First, upon entering the Duke Energy Center for the Performing Arts, audiences will find an eye-catching display about The Women’s Rights Movement. Then, during the curtain speech opening night, Elizabeth Doran introduced herself as NC Theatre’s “female President and CEO” and reinforced the fact that the theater was founded by another strong woman, De Ann S. Jones. Finally, Producing Artistic Director Eric Woodall, who also directed this production, writes in his show notes, that he and Doran carefully approached the show with a heightened sense of awareness to lean into its humor while not making light of its subject matter. In addition, NC Theatre released another installment of its video series, All In: Community Conversations, to address the themes of the show.
With all this laser-focused messaging, the only stone left unturned in its pre-show marketing was the fact that when the casting for 9 to 5 was originally announced last August, Ashley Blanchett (Frozen) was playing the role of Judy. Blanchett left the production and is currently starring in Waitress opposite Sara Bareilles on Broadway, and Sara Jean Ford (Cats, Phantom of the Opera) stepped in just before rehearsals started.
Fortunately for North Carolina audiences, Ford is perfect in the role, and it is perhaps her character’s arc that is the most substantive part of Patrick Resnick’s cheeky book. Ford is joined by Ryah Nixon, who reprises the role of Doralee, a part she played on the national tour, and Lauren Kennedy as Violet. Ford, Nixon, and Kennedy, along with showstopper Lulu Picart as Roz, add their own brand of star quality, range, and comedic timing to the mix, which carry the show and compensate for its formulaic faults.

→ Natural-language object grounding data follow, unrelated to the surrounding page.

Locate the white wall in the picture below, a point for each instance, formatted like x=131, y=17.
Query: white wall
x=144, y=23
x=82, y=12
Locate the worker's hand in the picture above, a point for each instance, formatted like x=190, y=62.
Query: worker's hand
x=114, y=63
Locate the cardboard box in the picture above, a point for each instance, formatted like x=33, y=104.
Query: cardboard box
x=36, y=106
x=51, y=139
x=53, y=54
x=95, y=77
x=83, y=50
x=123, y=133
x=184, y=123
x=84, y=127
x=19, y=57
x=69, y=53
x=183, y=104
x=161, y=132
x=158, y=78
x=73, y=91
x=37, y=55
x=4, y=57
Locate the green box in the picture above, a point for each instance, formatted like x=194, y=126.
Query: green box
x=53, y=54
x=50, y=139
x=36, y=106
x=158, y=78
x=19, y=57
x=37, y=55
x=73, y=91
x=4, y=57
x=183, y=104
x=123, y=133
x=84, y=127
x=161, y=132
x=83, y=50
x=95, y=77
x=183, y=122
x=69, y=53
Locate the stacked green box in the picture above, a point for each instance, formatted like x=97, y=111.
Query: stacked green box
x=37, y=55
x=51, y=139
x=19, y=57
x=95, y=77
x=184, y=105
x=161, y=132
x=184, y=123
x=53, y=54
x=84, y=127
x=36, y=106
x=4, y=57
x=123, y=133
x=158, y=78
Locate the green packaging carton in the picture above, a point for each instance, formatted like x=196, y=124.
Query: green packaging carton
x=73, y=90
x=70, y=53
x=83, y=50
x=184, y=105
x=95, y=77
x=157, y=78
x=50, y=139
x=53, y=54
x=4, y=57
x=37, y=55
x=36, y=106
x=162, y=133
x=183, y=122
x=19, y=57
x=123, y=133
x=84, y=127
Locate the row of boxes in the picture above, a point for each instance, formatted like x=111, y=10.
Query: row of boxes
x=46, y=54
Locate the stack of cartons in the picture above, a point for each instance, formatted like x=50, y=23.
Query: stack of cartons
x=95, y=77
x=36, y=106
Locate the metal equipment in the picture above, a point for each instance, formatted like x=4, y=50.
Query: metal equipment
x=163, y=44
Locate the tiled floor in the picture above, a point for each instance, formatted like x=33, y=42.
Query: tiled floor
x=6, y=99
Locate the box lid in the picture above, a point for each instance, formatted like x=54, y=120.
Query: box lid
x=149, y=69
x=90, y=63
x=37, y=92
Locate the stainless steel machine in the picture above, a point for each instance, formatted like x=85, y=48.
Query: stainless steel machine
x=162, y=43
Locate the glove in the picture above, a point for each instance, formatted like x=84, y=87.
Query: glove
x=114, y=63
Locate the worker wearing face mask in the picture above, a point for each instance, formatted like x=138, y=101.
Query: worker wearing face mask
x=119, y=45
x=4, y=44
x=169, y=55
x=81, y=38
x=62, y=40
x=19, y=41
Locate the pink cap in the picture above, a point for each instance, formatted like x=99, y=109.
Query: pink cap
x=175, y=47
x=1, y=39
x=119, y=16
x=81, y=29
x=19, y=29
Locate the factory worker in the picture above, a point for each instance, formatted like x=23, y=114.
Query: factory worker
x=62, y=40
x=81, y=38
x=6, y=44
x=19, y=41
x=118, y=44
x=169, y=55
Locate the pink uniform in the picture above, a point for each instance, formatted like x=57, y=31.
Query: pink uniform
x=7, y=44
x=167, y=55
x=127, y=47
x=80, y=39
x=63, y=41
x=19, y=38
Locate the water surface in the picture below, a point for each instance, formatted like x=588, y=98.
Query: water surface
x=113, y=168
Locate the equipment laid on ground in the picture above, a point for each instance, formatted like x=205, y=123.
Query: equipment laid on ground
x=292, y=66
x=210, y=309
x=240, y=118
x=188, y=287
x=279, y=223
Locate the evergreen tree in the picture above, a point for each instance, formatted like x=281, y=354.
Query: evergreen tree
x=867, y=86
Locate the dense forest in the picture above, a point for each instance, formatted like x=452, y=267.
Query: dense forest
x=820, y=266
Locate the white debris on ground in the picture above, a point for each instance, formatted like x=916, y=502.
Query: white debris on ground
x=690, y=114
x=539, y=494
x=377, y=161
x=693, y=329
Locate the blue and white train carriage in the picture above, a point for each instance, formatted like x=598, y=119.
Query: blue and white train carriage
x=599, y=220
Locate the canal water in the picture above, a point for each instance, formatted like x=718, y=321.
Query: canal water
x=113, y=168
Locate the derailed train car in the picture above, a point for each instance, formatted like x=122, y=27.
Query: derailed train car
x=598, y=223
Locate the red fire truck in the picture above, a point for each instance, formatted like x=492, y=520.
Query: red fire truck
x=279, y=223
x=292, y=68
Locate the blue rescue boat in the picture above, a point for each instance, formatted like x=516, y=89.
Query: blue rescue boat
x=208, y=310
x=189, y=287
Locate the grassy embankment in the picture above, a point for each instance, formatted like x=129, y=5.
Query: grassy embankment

In addition, like most of North Carolina Theatre’s shows, the production values are strong here. This is a fast-moving show with multiple sets and costume quick changes that could easily weigh this production down. But like a well-oiled machine, the crew, choreography, and music direction, keep this train moving at full tilt.
Despite all its messaging about empowerment, sisterhood, and women’s rights, there really is nothing transformative about 9 to 5. If anything, it is a sad commentary on the fact that inequities still exist, despite all the conversations around workers’ rights, privilege, and the importance of physical and mental health and wellness in the workplace. What North Carolina Theatre’s production of 9 to 5 does do, however, is welcome audiences back to the Duke Energy Center for the Performing Arts with an enthusiastic Dolly-sized hug and familiar fare that is entertaining enough.